Despite employing over 11,000 people, the stainless steel division is only a small piece of the world’s largest steel maker’s operations. According to the prospectus (a summary of which can be found here), APERAM has a production capacity of 2.5 mm tons, which is concentrated in six production facilities located in Brazil, Belgium and France. The company has been managing its business according to three operating segments (Stainless & Electrical Steel, Services & Solutions and Alloys & Specialties) since April 2010. It sells most of its products to customers in the following industries: domestic appliances and household equipment, automotive, construction, and general industry. Several of those industries have been amongst the hardest hit hard by the global slowdown so it is no surprise that the division has suffered as well.  Here is a look at the stainless steel segment’s recent operating history:

(Data in Millions)1 2006 2007 2008 2009 9 Months – 2010
Revenues 3,261.0 9,349.0 8,341.0 4,234.0 4,180.0
Operating Profit 353.0 876.0 383.0 (172.0) 219.0
Assets 4,949.0 5,564.0 7,447.0 3,772.0 -
Depreciation 99.0 275.0 323.0 315.0 224.0
CapEx (61.0) (263.0) (262.0) (127.0) (75.0)
Appx Tons Shipped (mm) 0.9 1.9 2.0 1.4
1: 2006 results begin from August 1

The past few years have been challenging for the business which witnessed sharp declines in shipments, revenues and profits. Additionally, the company appears to be operating at low utilization rates. While results are improving this year (even in their margins), the company believes that there is a tremendous amount of competition and overcapacity in the stainless steel market (especially in Europe).
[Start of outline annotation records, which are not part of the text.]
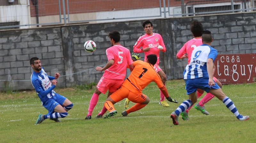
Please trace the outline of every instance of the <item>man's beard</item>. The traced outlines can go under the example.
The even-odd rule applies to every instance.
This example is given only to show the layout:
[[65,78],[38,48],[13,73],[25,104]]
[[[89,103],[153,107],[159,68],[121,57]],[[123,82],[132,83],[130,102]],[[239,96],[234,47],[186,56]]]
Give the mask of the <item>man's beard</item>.
[[[40,68],[40,69],[39,69],[39,68]],[[41,70],[41,69],[42,69],[42,67],[38,67],[37,68],[36,68],[36,67],[35,67],[34,69],[38,71],[40,71],[40,70]]]

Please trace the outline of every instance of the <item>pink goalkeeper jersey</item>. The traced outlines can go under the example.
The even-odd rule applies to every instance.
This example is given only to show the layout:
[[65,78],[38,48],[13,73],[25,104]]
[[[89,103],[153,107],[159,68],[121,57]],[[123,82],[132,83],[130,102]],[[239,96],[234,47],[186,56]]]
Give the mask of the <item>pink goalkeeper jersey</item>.
[[109,79],[124,80],[127,64],[132,64],[130,51],[121,45],[115,45],[106,50],[108,61],[113,59],[114,63],[105,70],[103,76]]
[[187,42],[177,53],[177,56],[180,58],[185,54],[188,55],[188,64],[190,62],[191,54],[194,48],[203,44],[202,38],[193,38]]
[[157,48],[159,45],[163,46],[163,50],[164,52],[166,51],[165,46],[164,44],[163,38],[161,35],[156,33],[153,33],[153,35],[149,35],[147,33],[140,37],[135,45],[133,46],[133,52],[134,53],[142,53],[143,52],[140,48],[142,46],[142,49],[147,47],[150,47],[150,50],[148,52],[144,52],[145,57],[144,61],[147,60],[147,56],[150,54],[155,54],[157,57],[157,61],[156,64],[159,64],[159,53],[160,51]]

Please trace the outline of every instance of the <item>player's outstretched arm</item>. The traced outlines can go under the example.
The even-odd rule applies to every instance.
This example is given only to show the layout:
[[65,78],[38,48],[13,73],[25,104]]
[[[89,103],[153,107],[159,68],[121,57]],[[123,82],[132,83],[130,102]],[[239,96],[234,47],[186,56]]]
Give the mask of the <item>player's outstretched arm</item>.
[[41,90],[38,92],[39,94],[42,97],[44,97],[47,95],[48,93],[50,93],[53,89],[56,87],[56,85],[57,83],[57,81],[56,80],[54,79],[52,80],[52,85],[48,89],[45,91]]
[[114,60],[113,60],[113,59],[111,59],[109,60],[109,61],[108,61],[106,65],[104,67],[102,68],[100,67],[97,67],[95,69],[98,71],[102,71],[109,68],[114,63]]
[[55,74],[55,75],[54,75],[54,77],[55,78],[55,79],[57,79],[60,76],[60,75],[59,73],[56,73]]

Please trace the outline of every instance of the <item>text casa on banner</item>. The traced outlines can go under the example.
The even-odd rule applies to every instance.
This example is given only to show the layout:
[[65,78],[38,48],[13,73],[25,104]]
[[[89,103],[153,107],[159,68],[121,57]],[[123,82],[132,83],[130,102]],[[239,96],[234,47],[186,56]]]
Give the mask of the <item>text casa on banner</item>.
[[219,54],[214,76],[223,84],[255,82],[256,54]]

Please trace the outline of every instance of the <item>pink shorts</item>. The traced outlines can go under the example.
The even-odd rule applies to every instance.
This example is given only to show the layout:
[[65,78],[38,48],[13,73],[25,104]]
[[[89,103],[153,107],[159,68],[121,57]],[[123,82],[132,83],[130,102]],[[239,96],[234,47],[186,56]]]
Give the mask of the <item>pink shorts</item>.
[[162,70],[162,69],[160,68],[160,67],[156,64],[155,64],[155,65],[154,65],[154,69],[155,69],[155,70],[156,71],[156,72],[157,73]]
[[216,78],[216,77],[215,77],[214,76],[213,76],[213,77],[212,78],[212,80],[213,80],[213,81],[214,82],[216,82],[216,81],[217,80],[217,79]]
[[97,86],[98,89],[103,94],[106,93],[108,89],[109,92],[113,93],[121,87],[123,82],[124,80],[122,79],[108,79],[102,76]]

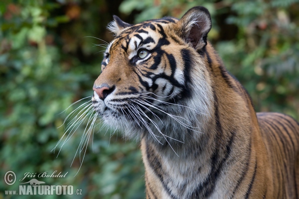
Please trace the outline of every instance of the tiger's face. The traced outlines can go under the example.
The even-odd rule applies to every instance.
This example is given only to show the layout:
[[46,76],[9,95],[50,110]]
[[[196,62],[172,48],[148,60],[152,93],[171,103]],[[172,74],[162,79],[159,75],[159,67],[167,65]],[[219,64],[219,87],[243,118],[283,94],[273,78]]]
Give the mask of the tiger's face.
[[186,38],[182,26],[187,24],[182,19],[164,17],[132,25],[114,18],[109,28],[116,37],[93,86],[95,110],[105,123],[125,130],[129,137],[136,135],[133,130],[155,136],[163,128],[170,130],[172,123],[177,130],[193,126],[184,114],[191,110],[207,114],[212,98],[205,63],[196,52],[206,40],[195,43]]

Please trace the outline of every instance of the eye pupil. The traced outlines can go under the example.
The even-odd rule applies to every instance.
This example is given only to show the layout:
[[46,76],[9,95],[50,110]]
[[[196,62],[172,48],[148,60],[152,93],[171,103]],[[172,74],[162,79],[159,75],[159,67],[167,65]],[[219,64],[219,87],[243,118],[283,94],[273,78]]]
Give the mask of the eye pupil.
[[142,50],[139,52],[138,56],[139,56],[140,58],[143,59],[146,57],[147,55],[148,55],[148,51],[146,50]]

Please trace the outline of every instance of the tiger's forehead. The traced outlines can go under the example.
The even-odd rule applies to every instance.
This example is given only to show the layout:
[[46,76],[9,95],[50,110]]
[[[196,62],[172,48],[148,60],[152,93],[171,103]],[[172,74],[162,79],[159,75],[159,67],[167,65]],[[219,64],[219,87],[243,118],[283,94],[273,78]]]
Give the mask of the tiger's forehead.
[[130,54],[141,48],[151,50],[165,34],[163,27],[170,23],[175,23],[178,20],[175,18],[164,17],[128,27],[109,44],[107,51],[122,49]]

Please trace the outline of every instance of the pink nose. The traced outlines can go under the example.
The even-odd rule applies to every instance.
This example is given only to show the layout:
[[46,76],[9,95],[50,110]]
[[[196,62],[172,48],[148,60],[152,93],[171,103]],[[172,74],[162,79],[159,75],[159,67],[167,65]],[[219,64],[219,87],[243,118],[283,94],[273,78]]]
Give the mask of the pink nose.
[[109,88],[107,87],[103,87],[99,89],[93,88],[92,89],[97,93],[97,94],[102,100],[105,100],[109,94],[108,91],[109,90]]

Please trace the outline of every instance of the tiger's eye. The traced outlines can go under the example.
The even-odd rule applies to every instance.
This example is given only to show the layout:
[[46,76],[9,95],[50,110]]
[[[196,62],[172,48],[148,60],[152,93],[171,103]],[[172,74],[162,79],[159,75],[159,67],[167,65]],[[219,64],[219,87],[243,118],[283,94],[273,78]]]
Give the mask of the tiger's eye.
[[149,52],[147,50],[142,50],[140,52],[139,52],[139,53],[138,53],[138,56],[140,59],[143,59],[145,57],[146,57],[147,55],[148,55],[148,53]]

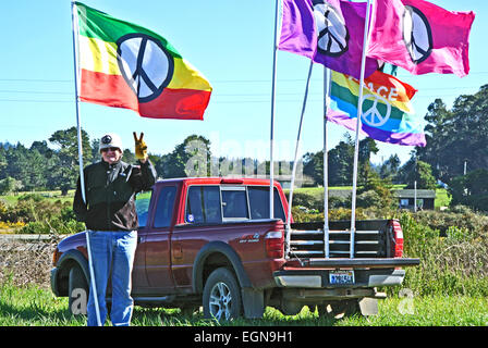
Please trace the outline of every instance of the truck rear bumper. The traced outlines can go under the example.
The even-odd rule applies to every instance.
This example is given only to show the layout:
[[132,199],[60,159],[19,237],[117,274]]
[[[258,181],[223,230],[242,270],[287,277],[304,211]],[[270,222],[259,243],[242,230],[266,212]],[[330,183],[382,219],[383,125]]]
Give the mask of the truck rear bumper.
[[355,288],[401,285],[405,277],[404,270],[354,270],[353,284],[330,284],[327,270],[277,271],[274,282],[285,288]]

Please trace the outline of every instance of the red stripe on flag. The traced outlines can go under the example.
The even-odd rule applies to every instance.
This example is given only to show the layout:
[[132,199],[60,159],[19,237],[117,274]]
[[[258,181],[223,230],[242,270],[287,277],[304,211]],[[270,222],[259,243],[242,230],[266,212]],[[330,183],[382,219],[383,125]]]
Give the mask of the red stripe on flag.
[[139,114],[150,119],[204,120],[210,91],[170,89],[148,102],[139,103]]
[[156,99],[139,103],[121,75],[82,70],[80,100],[131,109],[143,117],[204,120],[211,91],[166,88]]
[[137,111],[134,91],[122,75],[108,75],[82,69],[80,100]]

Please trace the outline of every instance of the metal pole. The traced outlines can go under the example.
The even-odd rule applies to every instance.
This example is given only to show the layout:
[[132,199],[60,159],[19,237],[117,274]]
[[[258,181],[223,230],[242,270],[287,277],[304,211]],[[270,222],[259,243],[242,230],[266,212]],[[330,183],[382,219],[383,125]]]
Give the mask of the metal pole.
[[277,84],[277,51],[278,51],[278,11],[280,0],[276,0],[274,9],[274,44],[272,48],[272,86],[271,86],[271,132],[270,132],[270,161],[269,161],[269,217],[274,217],[274,97],[276,97],[276,84]]
[[[78,42],[77,42],[77,33],[78,33],[78,17],[77,10],[74,1],[71,2],[71,14],[72,14],[72,28],[73,28],[73,58],[74,58],[74,90],[75,90],[75,105],[76,105],[76,127],[77,127],[77,140],[78,140],[78,163],[80,163],[80,187],[82,190],[83,201],[86,203],[86,194],[85,194],[85,176],[83,173],[83,146],[82,146],[82,127],[81,127],[81,117],[80,117],[80,104],[78,104]],[[89,276],[91,282],[91,289],[94,291],[94,300],[95,300],[95,312],[97,315],[97,325],[101,326],[100,320],[100,309],[98,308],[98,296],[97,296],[97,286],[95,282],[95,272],[91,258],[91,247],[89,243],[88,231],[85,231],[86,236],[86,249],[88,252],[88,268],[89,268]],[[71,294],[70,294],[71,296]]]
[[324,66],[324,247],[329,258],[329,161],[327,153],[327,110],[330,98],[330,69]]
[[312,76],[313,67],[314,67],[314,61],[310,60],[310,67],[308,69],[307,83],[305,86],[305,95],[303,97],[302,114],[300,116],[298,135],[296,136],[295,158],[293,160],[292,179],[291,179],[291,185],[290,185],[290,198],[288,200],[286,227],[289,231],[290,231],[290,221],[291,221],[291,215],[292,215],[293,187],[295,185],[296,163],[298,162],[300,136],[302,135],[303,115],[305,114],[305,107],[306,107],[307,97],[308,97],[308,86],[310,84],[310,76]]
[[414,182],[414,212],[417,212],[417,181]]
[[361,58],[361,78],[359,78],[359,97],[357,100],[357,123],[356,123],[356,141],[354,150],[354,171],[353,171],[353,194],[352,194],[352,208],[351,208],[351,240],[350,240],[350,257],[354,258],[354,234],[356,231],[356,190],[357,190],[357,162],[359,157],[359,129],[361,129],[361,114],[363,109],[363,88],[364,88],[364,70],[366,63],[366,51],[368,45],[368,27],[370,16],[370,0],[368,0],[366,8],[366,20],[364,24],[364,38],[363,38],[363,55]]

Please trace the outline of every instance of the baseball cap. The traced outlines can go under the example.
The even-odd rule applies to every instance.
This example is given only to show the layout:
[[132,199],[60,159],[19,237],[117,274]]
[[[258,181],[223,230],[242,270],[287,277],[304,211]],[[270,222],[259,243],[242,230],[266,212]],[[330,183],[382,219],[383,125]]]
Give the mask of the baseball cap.
[[99,150],[107,148],[119,148],[121,151],[123,151],[122,148],[122,139],[120,136],[115,133],[107,133],[100,138],[100,145]]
As a result, many believe that the industry would benefit from consolidation, an easier endeavor with MT’s stainless division operating as a standalone company. Looking ahead, the long-term trends are still positive for the industry according to the company, which expects stainless steel demand to grow at a healthy 8%/year.

Following the spinoff, the parent will be hit with a non-cash impairment charge of approximately $ 800 million and the stainless steel business will have approximately $1bn of net financial debt comprised of a combination of existing ArcelorMittal debt transferring with the stainless steel business and new debt raised by this business. While there will likely be profitable opportunities for investors, the potential gain from ‘forced selling’ might be more muted in this case as a result of the company’s location (owners are mainly global or international focused funds with small positions). Much of the upside will be tied to a global recovery and increased demand for stainless steel along with management’s ability to operate the company efficiently on its own. A list of the risks (of which there are many) can be found in the prospectus. Shareholders will vote on the spinoff on January 25, 2011 although there probably won’t be much fanfare at the meeting considering Lakshmi Mittal’s control over the company. We will keep you updated in the meantime.

Disclosure: Author holds no position in any stock mentioned.